SECURITIES AND EXCHANGE COMMISSION

Washington, D.C. 20549

 

 

FORM 8-K

 

 

CURRENT REPORT

PURSUANT TO SECTION 13 OR 15(D)

OF THE SECURITIES EXCHANGE ACT OF 1934

Date of Report (Date of earliest event reported): January 19, 2017

 

 

HEXION INC.

(Exact Name of Registrant as Specified in Its Charter)

 

 

New Jersey

(State or Other Jurisdiction

of Incorporation)

 

1-71   13-0511250

Commission

File Number

 

(I.R.S. Employer

Identification No.)

180 East Broad Street, Columbus, Ohio   43215-3799
(Address of Principal Executive Offices)   (Zip Code)

614-225-4000

(Registrant’s Telephone Number, Including Area Code)

 

(Former Name or Former Address, if Changed Since Last Report)

 

 

Check the appropriate box below if the Form 8-K filing is intended to simultaneously satisfy the filing obligation of the registrant under any of the following provisions:

 

Written communications pursuant to Rule 425 under the Securities Act (17 CFR 230.425)

 

Soliciting material pursuant to Rule 14a-12 under the Exchange Act (17 CFR 240.14a-12)

 

Pre-commencement communications pursuant to Rule 14d-2(b) under the Exchange Act (17 CFR 240.14d-2(b))

 

Pre-commencement communications pursuant to Rule 13e-4(c) under the Exchange Act (17 CFR 240.13e-4(c))

 

 

 


Item 2.02 Results of Operations and Financial Condition

On January 19, 2017, Hexion Inc. (the “Registrant”) issued a news release announcing its preliminary results for fourth quarter and fiscal year 2016. A copy of the news release is furnished as Exhibit 99.1 to this current report.

Item 7.01 Regulation FD Disclosure

On January 19, 2017, the Registrant issued a news release, pursuant to Rule 135c of the Securities Act of 1933, as amended (the “Securities Act”), announcing the intent of its wholly owned subsidiary, Hexion 2 U.S. Finance Corp., to offer $460 million aggregate principal amount of new first-priority senior secured notes due 2022 (the “Notes”) through a private placement.
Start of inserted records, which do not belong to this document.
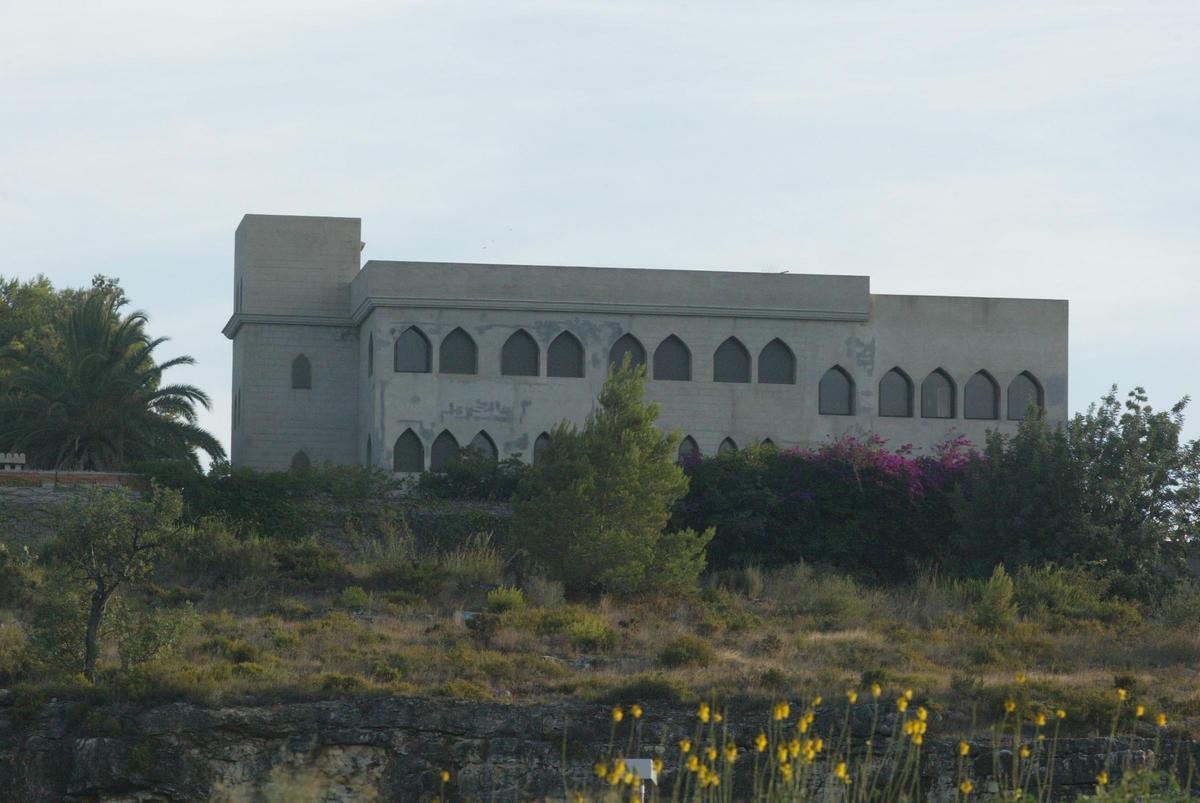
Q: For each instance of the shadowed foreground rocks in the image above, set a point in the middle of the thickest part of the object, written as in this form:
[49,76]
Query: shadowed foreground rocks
[385,749]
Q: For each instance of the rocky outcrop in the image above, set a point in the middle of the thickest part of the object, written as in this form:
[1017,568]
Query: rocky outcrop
[387,749]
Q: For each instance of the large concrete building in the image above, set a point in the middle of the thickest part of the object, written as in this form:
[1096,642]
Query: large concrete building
[400,364]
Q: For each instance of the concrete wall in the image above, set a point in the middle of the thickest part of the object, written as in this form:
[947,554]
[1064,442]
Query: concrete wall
[826,321]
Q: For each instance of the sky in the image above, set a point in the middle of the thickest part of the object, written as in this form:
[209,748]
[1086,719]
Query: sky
[1009,149]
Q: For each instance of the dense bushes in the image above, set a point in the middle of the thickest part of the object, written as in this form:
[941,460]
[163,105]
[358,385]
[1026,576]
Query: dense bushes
[851,504]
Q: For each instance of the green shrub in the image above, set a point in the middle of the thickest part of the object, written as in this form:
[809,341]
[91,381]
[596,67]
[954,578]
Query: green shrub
[543,592]
[991,600]
[354,598]
[504,599]
[687,651]
[475,562]
[592,634]
[1060,595]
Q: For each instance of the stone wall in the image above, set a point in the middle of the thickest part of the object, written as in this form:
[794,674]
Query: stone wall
[394,749]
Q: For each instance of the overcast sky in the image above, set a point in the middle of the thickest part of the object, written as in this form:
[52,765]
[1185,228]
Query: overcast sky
[1012,149]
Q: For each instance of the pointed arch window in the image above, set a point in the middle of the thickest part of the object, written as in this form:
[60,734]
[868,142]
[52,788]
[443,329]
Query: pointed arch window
[445,450]
[540,445]
[413,352]
[565,357]
[672,360]
[981,397]
[835,394]
[520,357]
[408,454]
[300,462]
[777,364]
[731,361]
[937,395]
[627,345]
[459,353]
[484,444]
[689,450]
[1023,393]
[301,373]
[895,394]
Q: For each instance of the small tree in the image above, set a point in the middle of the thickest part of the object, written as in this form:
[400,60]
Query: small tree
[593,509]
[108,541]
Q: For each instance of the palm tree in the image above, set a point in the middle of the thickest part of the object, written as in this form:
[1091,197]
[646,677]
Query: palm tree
[99,401]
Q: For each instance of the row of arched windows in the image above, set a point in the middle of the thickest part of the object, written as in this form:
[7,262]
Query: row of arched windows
[408,451]
[939,395]
[521,357]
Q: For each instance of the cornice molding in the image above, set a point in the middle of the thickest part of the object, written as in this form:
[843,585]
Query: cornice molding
[532,305]
[240,318]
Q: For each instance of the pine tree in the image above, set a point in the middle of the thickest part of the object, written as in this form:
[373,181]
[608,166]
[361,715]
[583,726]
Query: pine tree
[593,509]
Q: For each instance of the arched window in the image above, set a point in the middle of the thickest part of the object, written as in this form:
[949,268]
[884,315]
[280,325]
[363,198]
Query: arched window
[895,394]
[1024,391]
[777,364]
[413,352]
[689,450]
[445,449]
[627,345]
[731,361]
[520,355]
[565,357]
[835,393]
[937,395]
[457,354]
[300,462]
[540,445]
[672,360]
[408,454]
[301,373]
[981,397]
[484,444]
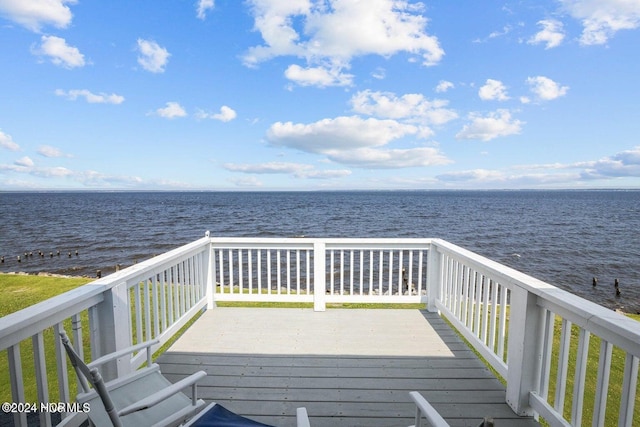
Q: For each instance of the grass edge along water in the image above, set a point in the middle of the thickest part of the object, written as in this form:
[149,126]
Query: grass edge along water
[20,291]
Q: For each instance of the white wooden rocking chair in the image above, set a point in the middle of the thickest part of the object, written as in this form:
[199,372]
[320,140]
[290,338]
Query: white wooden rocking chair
[146,398]
[142,398]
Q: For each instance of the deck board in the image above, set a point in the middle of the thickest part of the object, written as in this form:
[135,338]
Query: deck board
[347,367]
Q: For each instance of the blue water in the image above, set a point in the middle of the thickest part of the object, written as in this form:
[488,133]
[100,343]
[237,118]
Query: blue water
[562,237]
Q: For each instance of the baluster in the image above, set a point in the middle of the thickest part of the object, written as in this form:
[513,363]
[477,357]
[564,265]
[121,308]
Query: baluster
[351,255]
[420,273]
[361,273]
[563,361]
[230,267]
[494,312]
[221,269]
[298,271]
[17,385]
[156,305]
[410,276]
[278,273]
[547,348]
[250,269]
[288,272]
[308,271]
[259,262]
[456,288]
[602,383]
[341,271]
[147,310]
[477,302]
[269,271]
[371,290]
[390,272]
[400,268]
[138,309]
[240,275]
[61,367]
[581,370]
[503,323]
[42,386]
[380,271]
[629,385]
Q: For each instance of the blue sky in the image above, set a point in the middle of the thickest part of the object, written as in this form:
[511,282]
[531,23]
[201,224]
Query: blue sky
[329,94]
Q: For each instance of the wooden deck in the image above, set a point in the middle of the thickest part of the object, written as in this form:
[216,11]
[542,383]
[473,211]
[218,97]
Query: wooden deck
[347,367]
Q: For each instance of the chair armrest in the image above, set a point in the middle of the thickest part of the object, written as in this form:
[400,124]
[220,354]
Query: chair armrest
[116,354]
[302,418]
[163,394]
[428,411]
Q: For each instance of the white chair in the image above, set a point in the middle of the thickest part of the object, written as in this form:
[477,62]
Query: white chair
[142,398]
[146,398]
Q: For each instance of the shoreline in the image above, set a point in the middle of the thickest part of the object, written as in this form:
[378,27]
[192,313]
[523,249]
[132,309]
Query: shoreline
[66,276]
[44,274]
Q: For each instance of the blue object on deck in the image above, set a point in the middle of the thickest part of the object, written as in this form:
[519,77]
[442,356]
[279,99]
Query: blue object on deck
[219,416]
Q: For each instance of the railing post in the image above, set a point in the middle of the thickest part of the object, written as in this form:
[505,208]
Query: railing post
[113,330]
[524,353]
[319,276]
[434,276]
[211,282]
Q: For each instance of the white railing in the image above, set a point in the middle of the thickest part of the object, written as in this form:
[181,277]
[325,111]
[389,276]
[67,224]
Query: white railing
[529,331]
[352,270]
[519,324]
[150,300]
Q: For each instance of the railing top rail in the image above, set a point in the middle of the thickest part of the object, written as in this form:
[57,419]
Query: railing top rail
[616,328]
[153,264]
[308,242]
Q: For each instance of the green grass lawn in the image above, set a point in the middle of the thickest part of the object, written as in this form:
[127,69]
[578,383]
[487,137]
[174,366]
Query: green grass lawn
[615,379]
[22,291]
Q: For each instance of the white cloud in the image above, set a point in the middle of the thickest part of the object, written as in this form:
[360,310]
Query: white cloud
[202,6]
[318,76]
[59,52]
[171,111]
[601,19]
[247,181]
[34,14]
[551,34]
[379,73]
[226,114]
[49,151]
[623,164]
[25,162]
[411,107]
[545,88]
[152,57]
[356,141]
[444,86]
[299,170]
[477,175]
[329,34]
[493,90]
[498,123]
[397,158]
[341,133]
[7,142]
[92,98]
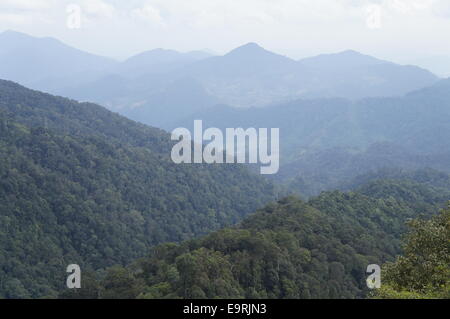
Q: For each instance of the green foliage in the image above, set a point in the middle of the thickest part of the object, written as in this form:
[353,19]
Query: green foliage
[423,271]
[289,249]
[79,184]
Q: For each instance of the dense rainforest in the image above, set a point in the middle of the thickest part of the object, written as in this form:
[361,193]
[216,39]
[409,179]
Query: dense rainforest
[289,249]
[423,272]
[79,184]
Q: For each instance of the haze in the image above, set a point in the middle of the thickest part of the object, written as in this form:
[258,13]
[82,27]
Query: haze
[412,31]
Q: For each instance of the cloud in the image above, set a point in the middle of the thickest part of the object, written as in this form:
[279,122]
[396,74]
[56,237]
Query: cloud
[26,4]
[98,8]
[13,18]
[148,13]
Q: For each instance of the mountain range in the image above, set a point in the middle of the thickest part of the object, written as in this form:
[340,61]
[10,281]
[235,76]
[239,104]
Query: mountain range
[246,76]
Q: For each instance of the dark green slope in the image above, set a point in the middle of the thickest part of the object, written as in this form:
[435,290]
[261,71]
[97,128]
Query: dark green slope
[289,249]
[96,189]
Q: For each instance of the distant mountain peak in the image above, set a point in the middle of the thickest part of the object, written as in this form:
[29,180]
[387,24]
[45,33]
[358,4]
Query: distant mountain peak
[250,47]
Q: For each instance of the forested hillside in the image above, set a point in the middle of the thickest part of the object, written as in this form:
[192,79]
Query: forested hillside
[79,184]
[289,249]
[423,271]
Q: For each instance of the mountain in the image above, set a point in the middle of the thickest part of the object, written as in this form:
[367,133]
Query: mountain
[46,63]
[80,184]
[246,76]
[327,142]
[288,249]
[158,61]
[353,75]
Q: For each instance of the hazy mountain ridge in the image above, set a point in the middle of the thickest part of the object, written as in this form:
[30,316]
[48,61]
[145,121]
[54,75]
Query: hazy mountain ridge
[246,76]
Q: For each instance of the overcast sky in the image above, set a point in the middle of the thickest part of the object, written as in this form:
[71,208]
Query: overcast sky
[399,30]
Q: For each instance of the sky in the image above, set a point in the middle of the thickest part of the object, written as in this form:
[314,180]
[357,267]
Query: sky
[398,30]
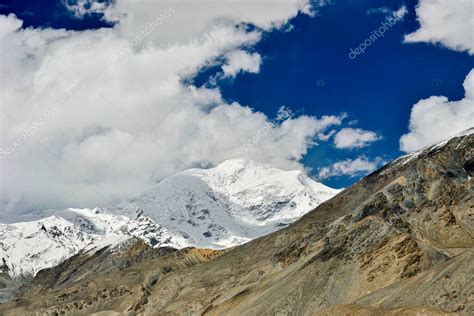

The Registrant intends to use the net proceeds from the offering of the Notes (i) to purchase or redeem a portion of its outstanding 8.875% Senior Secured Notes due 2018, (ii) to pay related fees and expenses and (iii) for general corporate purposes. A copy of such news release is furnished hereto as Exhibit 99.2 and is incorporated herein by reference.

The Registrant is furnishing the information in this Current Report on Form 8-K to comply with Regulation FD. Such information shall not be deemed to be “filed” for purposes of Section 18 of the Securities Exchange Act of 1934, as amended, or otherwise subject to the liabilities of that section, and shall not be deemed to be incorporated by reference into any of the Registrant’s filings under the Securities Act or the Securities Exchange Act of 1934, as amended, whether made before or after the date hereof and regardless of any general incorporation language in such filings, except to the extent expressly set forth by specific reference in such a filing.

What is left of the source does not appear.